O le daría a su primogénito. Le prometía que tendría un primogénito, aunque en el fondo Pedro no quisiera casarse nunca y menos tener hijos. Pedro se dio cuenta de que por primera vez parecía que su madre no lo veía. Que estaba de lleno metida en ella misma. ¿Por qué sonreía? Quería ser empático, pero no sabía si estaba siendo sarcástica, así que prefirió no decir nada, no preguntar.
¿Dónde estabas, Pedro? Perdí la llave, ¿puedes creerlo? Entre los dos hemos perdido tres llaves este verano. Y ahora, míranos, ambos llenos de lluvia.

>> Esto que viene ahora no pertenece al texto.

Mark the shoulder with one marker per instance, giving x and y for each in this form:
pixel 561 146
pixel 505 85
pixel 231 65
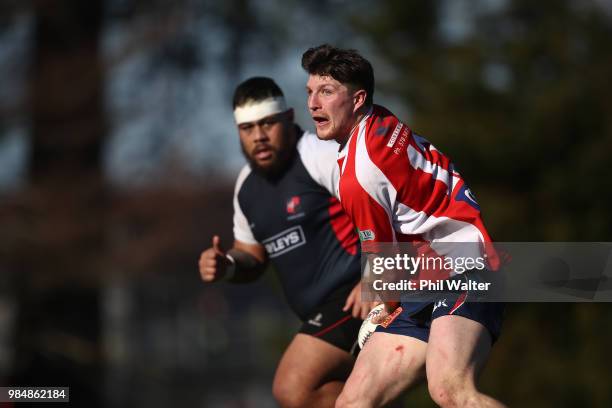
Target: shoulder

Ella no dijo nada. Sólo lo abrazó. Tomó la lata que aún traía Pedro en la mano y la echó en una de las bolsas casi desechas de papel. ¿Dónde estabas?, le volvió a preguntar. Pedro sintió que en el fondo no tenía que responder. Porque en ese mismo fondo tampoco quería saber por qué su mamá sonreía. Se sentía tan feliz de sentirla ahí aparte, ya no encima de él, siendo ella. No quería traerla hacia sí. Quería respirar un momento.
Se separó la playera pegada al cuerpo. Sintió frío cuando la soltó y se volvió a adherir a su piel. Un solo instante basta.
No encontraba el momento para decirle que él también había perdido su llave. Quería extender sólo un poco más ese momento.
Se quitó los lentes y atoró una pata en la playera. Los lentes pegaron con algo metálico en su esternón.
La llave colgada. La llave puesta todo el tiempo. Un lazo. Sonrió. Abrió la puerta y juntos metieron lo que quedaba de la compra, el papel desbaratado, las manos llenas de comida. El cielo comenzaba a aclarar.